## Showing that f is the potential function of F

Hey guys.

I'm trying to solve an exercise, and the solution is proberbly simpler than what I'm trying to do.

We are given

$\displaystyle F = (x^2 + y^2)^{-1} \binom{-y}{x}$

The curve $\displaystyle C$ is given by the parametrization

$\displaystyle \mathbf{r}(t) = (r(t)\cos(\theta (t)) , r(t) \sin (\theta (t)))$

where $\displaystyle r$ and $\displaystyle \theta$ both have continous differentials and $\displaystyle r(t) > 0$

Then I have shown that
$\displaystyle F(\mathbf{r}(t)) \cdot \mathbf{r}'(t) = \theta'(t)$ and $\displaystyle \int _C F \cdot d\mathbf{r} = \theta(b)-\theta(a)$.

For the part of the excercise I'm having issues with, we are given

$\displaystyle f(x,y) = 2 \mbox{Arctan} \frac{y}{x + \sqrt{x^2 + y^2}}$.

Now I need to find the domain of $\displaystyle f$, and show that $\displaystyle f$ is the potential function of $\displaystyle F$.

I understand that the domain is $\displaystyle \{(x,y) | x + \sqrt{x^2+y^2} > 0\}$, but can I write it in a prettier way?

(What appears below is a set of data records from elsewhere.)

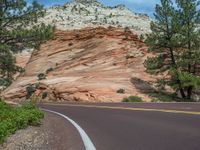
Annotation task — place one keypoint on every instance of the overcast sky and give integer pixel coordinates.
(140, 6)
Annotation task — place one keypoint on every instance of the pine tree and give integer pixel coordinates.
(19, 30)
(190, 43)
(175, 42)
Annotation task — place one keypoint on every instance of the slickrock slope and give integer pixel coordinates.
(79, 14)
(90, 64)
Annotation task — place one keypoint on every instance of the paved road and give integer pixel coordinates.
(110, 127)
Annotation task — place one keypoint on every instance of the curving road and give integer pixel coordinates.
(140, 126)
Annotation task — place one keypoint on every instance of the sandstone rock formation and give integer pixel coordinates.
(90, 64)
(79, 14)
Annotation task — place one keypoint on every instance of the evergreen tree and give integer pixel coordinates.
(190, 43)
(19, 30)
(173, 39)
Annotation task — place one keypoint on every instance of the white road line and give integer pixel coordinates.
(86, 140)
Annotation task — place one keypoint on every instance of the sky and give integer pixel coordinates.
(138, 6)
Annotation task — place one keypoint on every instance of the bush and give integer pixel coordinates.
(29, 91)
(49, 70)
(163, 97)
(41, 76)
(121, 91)
(44, 95)
(15, 118)
(132, 99)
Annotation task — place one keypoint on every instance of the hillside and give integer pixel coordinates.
(90, 64)
(79, 14)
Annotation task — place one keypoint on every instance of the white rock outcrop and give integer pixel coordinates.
(79, 14)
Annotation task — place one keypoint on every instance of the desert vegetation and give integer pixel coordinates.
(19, 31)
(174, 41)
(15, 118)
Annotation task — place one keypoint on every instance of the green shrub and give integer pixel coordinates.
(15, 118)
(49, 70)
(121, 91)
(29, 91)
(44, 95)
(41, 76)
(163, 97)
(132, 99)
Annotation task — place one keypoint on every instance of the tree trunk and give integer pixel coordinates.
(182, 93)
(178, 80)
(189, 92)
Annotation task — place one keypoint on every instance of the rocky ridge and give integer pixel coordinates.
(79, 14)
(90, 64)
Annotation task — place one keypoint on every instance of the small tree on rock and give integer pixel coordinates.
(18, 30)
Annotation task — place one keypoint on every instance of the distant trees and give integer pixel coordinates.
(18, 30)
(175, 41)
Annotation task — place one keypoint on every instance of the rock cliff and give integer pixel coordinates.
(90, 64)
(79, 14)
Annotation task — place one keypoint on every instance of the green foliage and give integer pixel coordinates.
(44, 95)
(41, 76)
(30, 90)
(163, 97)
(49, 70)
(121, 91)
(19, 30)
(175, 41)
(132, 99)
(15, 118)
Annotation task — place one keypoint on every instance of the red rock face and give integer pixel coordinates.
(86, 65)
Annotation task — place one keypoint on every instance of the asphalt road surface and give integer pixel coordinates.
(141, 126)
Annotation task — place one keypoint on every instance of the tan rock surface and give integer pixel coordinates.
(90, 64)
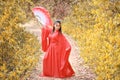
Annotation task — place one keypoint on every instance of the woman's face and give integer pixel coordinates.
(57, 26)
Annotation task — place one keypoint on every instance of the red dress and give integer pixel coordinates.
(55, 62)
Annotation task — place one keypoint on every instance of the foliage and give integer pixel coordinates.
(95, 24)
(19, 50)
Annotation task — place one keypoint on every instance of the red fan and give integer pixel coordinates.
(43, 16)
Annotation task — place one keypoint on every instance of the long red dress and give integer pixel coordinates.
(55, 62)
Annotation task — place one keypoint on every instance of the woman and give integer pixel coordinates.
(57, 48)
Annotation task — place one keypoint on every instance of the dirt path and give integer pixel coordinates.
(82, 72)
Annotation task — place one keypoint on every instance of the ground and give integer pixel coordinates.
(82, 71)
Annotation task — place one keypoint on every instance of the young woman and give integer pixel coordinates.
(57, 50)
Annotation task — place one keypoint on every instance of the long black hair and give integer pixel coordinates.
(60, 30)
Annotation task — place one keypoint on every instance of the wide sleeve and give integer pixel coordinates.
(45, 33)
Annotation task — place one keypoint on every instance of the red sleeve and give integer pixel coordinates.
(45, 33)
(64, 44)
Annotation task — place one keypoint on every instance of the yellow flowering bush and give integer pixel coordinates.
(95, 24)
(19, 50)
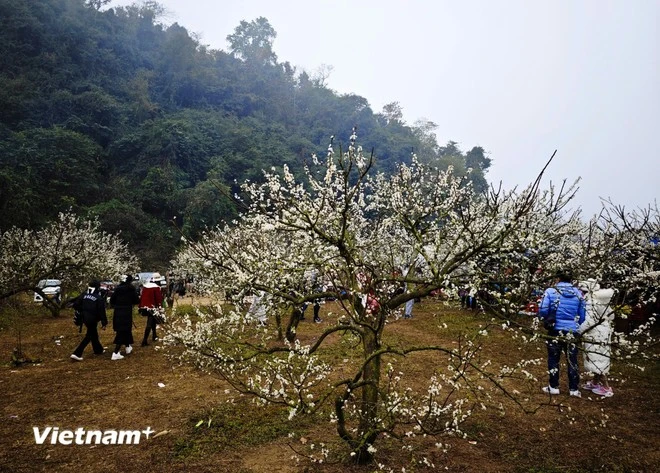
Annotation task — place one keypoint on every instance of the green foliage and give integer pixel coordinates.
(107, 111)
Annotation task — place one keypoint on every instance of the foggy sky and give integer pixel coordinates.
(520, 78)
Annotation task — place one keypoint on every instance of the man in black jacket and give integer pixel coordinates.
(92, 306)
(123, 300)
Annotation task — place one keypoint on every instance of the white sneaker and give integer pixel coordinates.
(550, 390)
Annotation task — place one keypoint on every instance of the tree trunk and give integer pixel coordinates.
(368, 427)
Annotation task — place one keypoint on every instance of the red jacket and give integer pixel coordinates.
(151, 296)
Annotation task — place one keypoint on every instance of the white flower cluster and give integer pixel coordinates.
(375, 242)
(70, 249)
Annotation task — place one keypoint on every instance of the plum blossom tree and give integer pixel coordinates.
(378, 241)
(70, 249)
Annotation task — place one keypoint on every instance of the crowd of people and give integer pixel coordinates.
(91, 305)
(576, 317)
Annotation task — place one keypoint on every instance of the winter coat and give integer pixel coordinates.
(151, 296)
(92, 306)
(597, 328)
(569, 304)
(123, 299)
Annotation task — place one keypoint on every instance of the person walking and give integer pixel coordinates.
(562, 311)
(151, 300)
(91, 305)
(122, 300)
(597, 336)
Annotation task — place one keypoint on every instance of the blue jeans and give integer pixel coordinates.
(555, 348)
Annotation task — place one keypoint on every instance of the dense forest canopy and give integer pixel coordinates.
(111, 113)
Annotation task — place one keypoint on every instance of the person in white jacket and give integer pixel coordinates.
(597, 336)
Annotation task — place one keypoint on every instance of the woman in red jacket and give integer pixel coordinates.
(151, 300)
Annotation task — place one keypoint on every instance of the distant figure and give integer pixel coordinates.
(151, 300)
(311, 282)
(407, 312)
(257, 309)
(123, 299)
(92, 306)
(597, 336)
(562, 311)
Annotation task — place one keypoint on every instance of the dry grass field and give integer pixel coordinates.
(148, 389)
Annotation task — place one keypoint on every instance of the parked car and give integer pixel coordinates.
(51, 288)
(143, 278)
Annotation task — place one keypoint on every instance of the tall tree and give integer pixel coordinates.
(253, 41)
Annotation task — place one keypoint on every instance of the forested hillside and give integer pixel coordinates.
(112, 113)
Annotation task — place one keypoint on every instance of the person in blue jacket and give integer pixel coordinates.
(562, 311)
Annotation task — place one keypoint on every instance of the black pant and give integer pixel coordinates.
(151, 327)
(92, 335)
(555, 348)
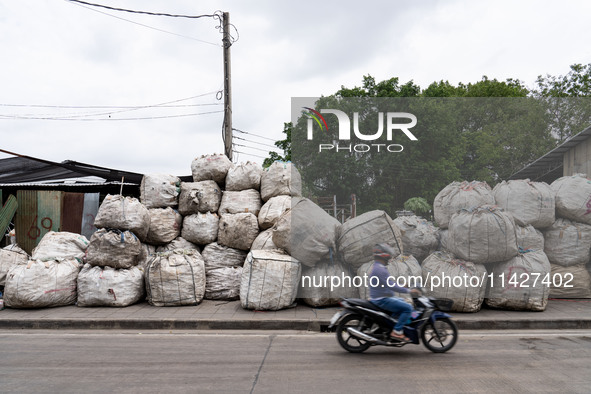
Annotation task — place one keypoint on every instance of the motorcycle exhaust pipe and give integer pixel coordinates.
(368, 338)
(360, 335)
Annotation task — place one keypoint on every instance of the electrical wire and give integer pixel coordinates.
(250, 147)
(255, 142)
(255, 135)
(249, 154)
(149, 27)
(6, 117)
(142, 12)
(78, 115)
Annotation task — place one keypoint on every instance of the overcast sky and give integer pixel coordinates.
(81, 83)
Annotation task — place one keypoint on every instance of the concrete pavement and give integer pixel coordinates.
(559, 314)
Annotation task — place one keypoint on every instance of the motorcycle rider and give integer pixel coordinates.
(381, 293)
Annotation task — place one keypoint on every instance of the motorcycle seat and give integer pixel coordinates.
(367, 304)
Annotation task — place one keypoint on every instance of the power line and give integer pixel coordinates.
(7, 117)
(149, 27)
(143, 12)
(105, 106)
(121, 109)
(249, 154)
(255, 135)
(255, 142)
(250, 147)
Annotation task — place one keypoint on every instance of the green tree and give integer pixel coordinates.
(284, 145)
(418, 205)
(485, 131)
(567, 100)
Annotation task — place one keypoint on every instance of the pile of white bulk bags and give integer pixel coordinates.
(460, 195)
(175, 278)
(269, 280)
(485, 234)
(357, 237)
(461, 281)
(518, 283)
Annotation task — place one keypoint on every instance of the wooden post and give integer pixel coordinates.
(227, 87)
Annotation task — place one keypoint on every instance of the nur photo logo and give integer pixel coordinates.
(388, 122)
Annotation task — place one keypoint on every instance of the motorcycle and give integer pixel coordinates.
(362, 324)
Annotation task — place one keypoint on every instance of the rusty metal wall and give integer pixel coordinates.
(49, 211)
(91, 205)
(72, 208)
(41, 211)
(25, 224)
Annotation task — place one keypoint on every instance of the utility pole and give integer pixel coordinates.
(227, 42)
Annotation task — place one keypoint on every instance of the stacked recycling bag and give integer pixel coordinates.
(568, 239)
(490, 242)
(112, 275)
(49, 278)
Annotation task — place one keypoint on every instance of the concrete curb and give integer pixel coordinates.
(270, 324)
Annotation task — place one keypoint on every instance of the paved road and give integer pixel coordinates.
(259, 362)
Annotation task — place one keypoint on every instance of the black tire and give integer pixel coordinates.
(442, 342)
(347, 341)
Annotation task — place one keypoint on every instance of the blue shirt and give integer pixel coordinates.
(382, 288)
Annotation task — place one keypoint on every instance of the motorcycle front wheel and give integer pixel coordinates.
(441, 337)
(347, 341)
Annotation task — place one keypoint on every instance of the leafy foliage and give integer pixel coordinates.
(418, 205)
(284, 145)
(462, 136)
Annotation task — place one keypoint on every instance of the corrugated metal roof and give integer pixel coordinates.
(551, 162)
(30, 184)
(23, 169)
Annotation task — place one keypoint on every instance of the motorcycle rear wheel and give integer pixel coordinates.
(443, 339)
(347, 341)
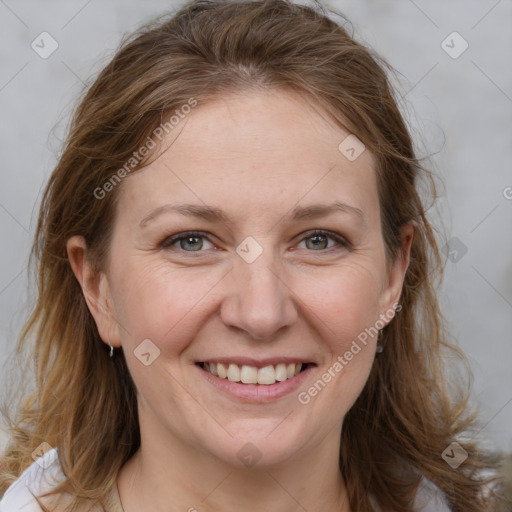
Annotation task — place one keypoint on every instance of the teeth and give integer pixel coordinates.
(281, 372)
(251, 375)
(266, 375)
(222, 371)
(234, 373)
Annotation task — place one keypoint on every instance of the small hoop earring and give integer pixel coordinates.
(380, 348)
(111, 347)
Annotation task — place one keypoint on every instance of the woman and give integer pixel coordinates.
(236, 301)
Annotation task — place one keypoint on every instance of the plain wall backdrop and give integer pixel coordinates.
(453, 59)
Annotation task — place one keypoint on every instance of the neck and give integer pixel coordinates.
(168, 472)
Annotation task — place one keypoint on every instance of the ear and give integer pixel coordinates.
(396, 272)
(96, 290)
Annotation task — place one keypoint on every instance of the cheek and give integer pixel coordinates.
(346, 299)
(153, 300)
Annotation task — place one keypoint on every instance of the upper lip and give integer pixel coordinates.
(258, 363)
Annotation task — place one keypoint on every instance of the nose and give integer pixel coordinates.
(259, 300)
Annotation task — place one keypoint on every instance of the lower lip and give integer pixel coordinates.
(258, 393)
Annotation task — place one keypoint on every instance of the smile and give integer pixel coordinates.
(266, 375)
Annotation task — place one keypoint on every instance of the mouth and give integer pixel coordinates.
(267, 375)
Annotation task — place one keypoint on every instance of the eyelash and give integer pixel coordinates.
(171, 240)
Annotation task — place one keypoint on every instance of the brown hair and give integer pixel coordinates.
(85, 403)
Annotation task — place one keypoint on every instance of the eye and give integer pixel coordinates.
(191, 241)
(316, 241)
(319, 240)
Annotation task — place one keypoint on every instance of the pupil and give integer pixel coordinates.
(196, 238)
(318, 240)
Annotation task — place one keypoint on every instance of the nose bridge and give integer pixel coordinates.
(259, 301)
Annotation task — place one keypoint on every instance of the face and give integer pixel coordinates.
(285, 267)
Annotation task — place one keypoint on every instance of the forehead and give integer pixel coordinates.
(255, 151)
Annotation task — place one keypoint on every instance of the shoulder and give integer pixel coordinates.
(429, 498)
(40, 477)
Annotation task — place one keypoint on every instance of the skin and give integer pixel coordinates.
(256, 156)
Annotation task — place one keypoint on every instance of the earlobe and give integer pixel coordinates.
(94, 287)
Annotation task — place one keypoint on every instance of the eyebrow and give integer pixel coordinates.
(213, 214)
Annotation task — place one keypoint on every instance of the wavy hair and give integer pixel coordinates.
(85, 404)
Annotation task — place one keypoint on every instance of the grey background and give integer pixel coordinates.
(460, 107)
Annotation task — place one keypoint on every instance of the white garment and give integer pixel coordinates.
(46, 472)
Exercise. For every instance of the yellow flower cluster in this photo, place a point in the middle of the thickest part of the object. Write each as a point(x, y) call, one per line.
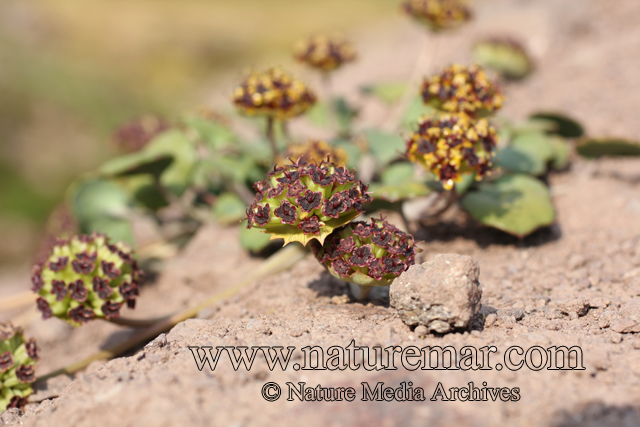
point(324, 52)
point(453, 145)
point(460, 89)
point(273, 93)
point(314, 150)
point(438, 14)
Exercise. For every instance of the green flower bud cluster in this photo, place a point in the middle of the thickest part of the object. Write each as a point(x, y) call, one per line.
point(17, 366)
point(86, 277)
point(306, 201)
point(368, 254)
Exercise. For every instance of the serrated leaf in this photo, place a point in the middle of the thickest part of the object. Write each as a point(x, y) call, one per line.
point(252, 239)
point(565, 126)
point(389, 92)
point(614, 147)
point(229, 208)
point(560, 153)
point(515, 203)
point(384, 146)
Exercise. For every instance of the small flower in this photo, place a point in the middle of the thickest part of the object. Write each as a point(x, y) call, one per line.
point(273, 93)
point(17, 366)
point(86, 277)
point(367, 254)
point(137, 133)
point(306, 200)
point(505, 55)
point(324, 52)
point(314, 150)
point(452, 145)
point(460, 89)
point(438, 15)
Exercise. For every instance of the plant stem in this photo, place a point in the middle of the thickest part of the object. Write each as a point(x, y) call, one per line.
point(280, 261)
point(136, 323)
point(272, 137)
point(422, 65)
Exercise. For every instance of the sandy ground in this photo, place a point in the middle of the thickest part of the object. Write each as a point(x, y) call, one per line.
point(576, 283)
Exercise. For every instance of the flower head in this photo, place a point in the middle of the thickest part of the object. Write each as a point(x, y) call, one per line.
point(452, 145)
point(460, 89)
point(316, 151)
point(274, 93)
point(86, 277)
point(325, 53)
point(135, 134)
point(368, 254)
point(438, 14)
point(17, 366)
point(306, 201)
point(505, 55)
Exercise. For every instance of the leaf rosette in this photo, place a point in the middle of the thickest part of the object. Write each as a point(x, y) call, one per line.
point(368, 254)
point(86, 277)
point(306, 201)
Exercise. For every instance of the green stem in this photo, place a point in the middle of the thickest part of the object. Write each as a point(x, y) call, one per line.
point(272, 137)
point(280, 261)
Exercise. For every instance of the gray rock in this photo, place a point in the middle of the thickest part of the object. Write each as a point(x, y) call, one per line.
point(442, 294)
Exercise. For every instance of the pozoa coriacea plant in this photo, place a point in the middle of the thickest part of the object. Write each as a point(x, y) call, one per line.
point(86, 277)
point(367, 254)
point(306, 200)
point(18, 358)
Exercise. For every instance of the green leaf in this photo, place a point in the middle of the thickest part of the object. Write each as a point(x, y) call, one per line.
point(398, 173)
point(170, 155)
point(389, 92)
point(614, 147)
point(514, 160)
point(467, 181)
point(215, 134)
point(102, 206)
point(384, 146)
point(229, 208)
point(319, 114)
point(565, 126)
point(345, 113)
point(252, 239)
point(414, 111)
point(515, 203)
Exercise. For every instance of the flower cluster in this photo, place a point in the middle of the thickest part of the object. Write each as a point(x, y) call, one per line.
point(17, 366)
point(134, 135)
point(438, 15)
point(316, 151)
point(86, 277)
point(460, 89)
point(325, 53)
point(273, 93)
point(452, 145)
point(504, 55)
point(368, 254)
point(306, 200)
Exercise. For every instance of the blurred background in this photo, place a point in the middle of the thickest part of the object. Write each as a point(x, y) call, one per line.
point(72, 71)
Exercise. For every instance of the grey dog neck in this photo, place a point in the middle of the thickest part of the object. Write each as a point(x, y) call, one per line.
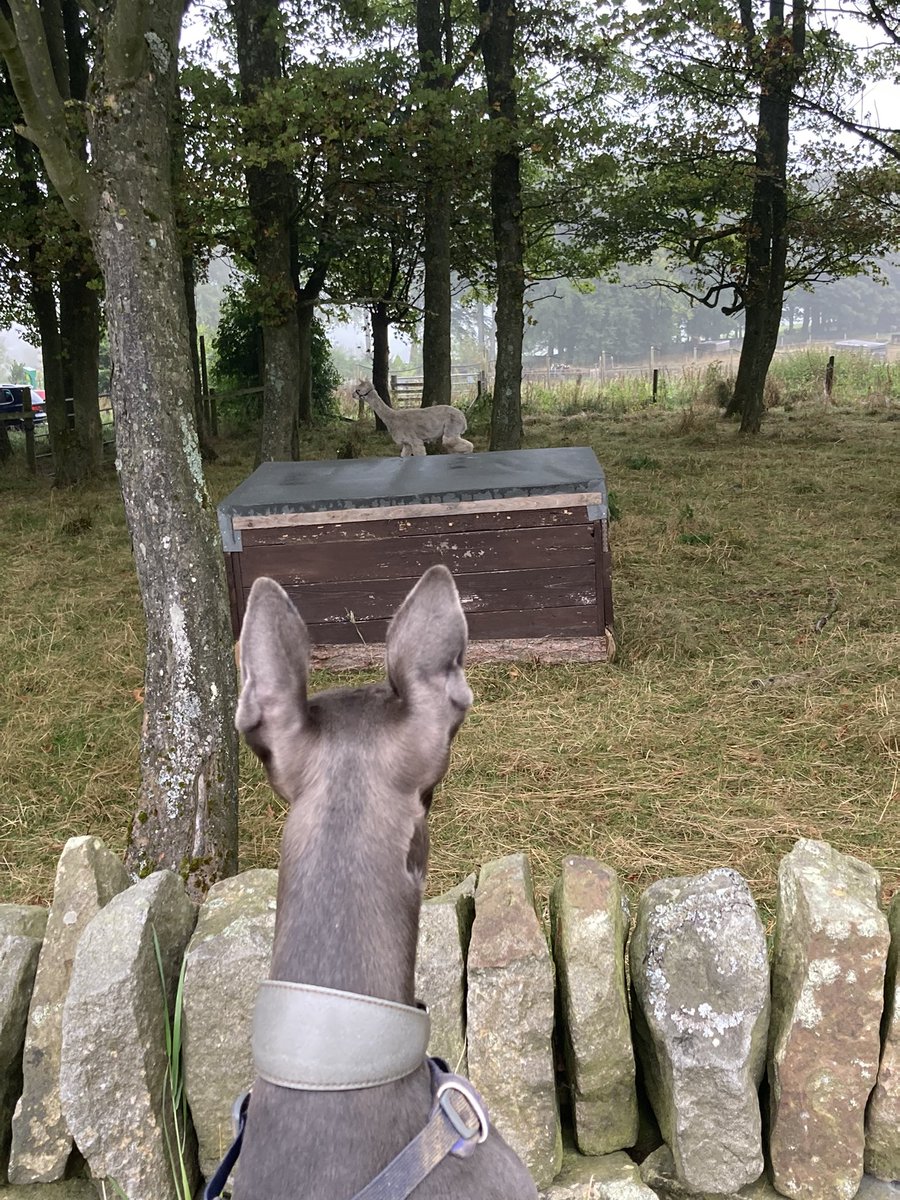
point(327, 1041)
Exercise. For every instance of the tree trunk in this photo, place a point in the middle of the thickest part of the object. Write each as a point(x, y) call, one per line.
point(307, 294)
point(498, 49)
point(381, 357)
point(768, 238)
point(270, 190)
point(436, 208)
point(187, 816)
point(67, 466)
point(305, 315)
point(199, 400)
point(65, 461)
point(187, 811)
point(79, 329)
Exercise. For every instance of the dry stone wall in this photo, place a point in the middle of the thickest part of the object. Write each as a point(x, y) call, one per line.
point(592, 1033)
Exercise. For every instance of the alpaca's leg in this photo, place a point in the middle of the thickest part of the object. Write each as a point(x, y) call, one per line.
point(453, 444)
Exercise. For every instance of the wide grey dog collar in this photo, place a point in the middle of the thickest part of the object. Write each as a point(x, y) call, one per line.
point(327, 1041)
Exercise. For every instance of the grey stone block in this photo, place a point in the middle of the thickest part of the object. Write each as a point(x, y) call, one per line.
point(23, 921)
point(882, 1121)
point(18, 964)
point(701, 981)
point(88, 876)
point(444, 933)
point(510, 1015)
point(113, 1068)
point(589, 922)
point(659, 1173)
point(827, 997)
point(64, 1189)
point(599, 1177)
point(227, 959)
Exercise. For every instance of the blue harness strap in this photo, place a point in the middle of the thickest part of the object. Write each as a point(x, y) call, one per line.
point(456, 1125)
point(239, 1115)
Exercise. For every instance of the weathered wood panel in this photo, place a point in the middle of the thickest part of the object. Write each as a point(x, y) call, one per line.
point(484, 592)
point(408, 557)
point(513, 649)
point(406, 527)
point(579, 622)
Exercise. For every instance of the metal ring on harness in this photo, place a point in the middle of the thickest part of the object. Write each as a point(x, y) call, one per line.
point(455, 1117)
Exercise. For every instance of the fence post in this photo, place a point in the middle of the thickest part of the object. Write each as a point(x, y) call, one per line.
point(29, 423)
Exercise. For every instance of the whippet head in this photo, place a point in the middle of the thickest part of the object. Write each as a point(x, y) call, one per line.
point(364, 759)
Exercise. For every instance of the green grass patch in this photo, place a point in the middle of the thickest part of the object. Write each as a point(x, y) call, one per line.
point(725, 729)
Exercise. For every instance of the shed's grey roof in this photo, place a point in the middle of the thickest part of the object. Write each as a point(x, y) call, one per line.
point(316, 486)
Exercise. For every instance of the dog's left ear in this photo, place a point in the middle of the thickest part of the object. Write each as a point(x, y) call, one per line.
point(275, 657)
point(426, 642)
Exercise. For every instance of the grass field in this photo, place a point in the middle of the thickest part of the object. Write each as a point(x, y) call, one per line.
point(726, 727)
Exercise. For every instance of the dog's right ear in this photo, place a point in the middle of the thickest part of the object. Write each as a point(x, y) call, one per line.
point(275, 663)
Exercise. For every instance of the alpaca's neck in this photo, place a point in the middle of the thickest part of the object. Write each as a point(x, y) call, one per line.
point(384, 411)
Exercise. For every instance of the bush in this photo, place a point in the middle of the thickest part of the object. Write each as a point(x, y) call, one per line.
point(238, 346)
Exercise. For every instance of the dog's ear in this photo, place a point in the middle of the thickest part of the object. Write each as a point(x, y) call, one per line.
point(274, 658)
point(426, 643)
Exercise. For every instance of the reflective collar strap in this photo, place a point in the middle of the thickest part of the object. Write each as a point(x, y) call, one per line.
point(456, 1126)
point(327, 1041)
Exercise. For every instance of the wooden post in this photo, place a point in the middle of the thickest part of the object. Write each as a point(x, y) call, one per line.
point(28, 412)
point(209, 402)
point(829, 377)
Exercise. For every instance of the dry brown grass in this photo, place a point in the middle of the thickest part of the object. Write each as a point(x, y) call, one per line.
point(725, 730)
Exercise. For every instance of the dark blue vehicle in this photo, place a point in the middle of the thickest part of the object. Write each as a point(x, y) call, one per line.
point(12, 406)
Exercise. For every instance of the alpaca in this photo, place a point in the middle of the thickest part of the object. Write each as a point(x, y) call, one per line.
point(412, 427)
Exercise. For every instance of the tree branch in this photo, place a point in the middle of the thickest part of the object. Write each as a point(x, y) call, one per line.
point(24, 48)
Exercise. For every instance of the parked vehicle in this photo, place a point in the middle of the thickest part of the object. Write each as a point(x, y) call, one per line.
point(12, 406)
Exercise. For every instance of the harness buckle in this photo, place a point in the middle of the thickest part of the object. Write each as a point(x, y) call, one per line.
point(456, 1119)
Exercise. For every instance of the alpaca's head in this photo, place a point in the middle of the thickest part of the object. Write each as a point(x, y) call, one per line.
point(363, 390)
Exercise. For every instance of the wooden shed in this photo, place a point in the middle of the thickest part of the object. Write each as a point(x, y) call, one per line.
point(525, 532)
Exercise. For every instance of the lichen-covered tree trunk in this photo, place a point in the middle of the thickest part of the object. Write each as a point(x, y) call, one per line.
point(187, 809)
point(498, 19)
point(767, 244)
point(307, 294)
point(187, 815)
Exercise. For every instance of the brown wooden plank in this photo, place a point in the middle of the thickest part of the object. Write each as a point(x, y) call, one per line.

I'm getting a hint, that I should convert to polar coordinates as soon as possible, because the calculations will be easier. But I cant really figure out how to solve the excercise. Anyone have some hints? Especially on how, when and why I'm supposed to convert to polar coordinates.

Thanks a million.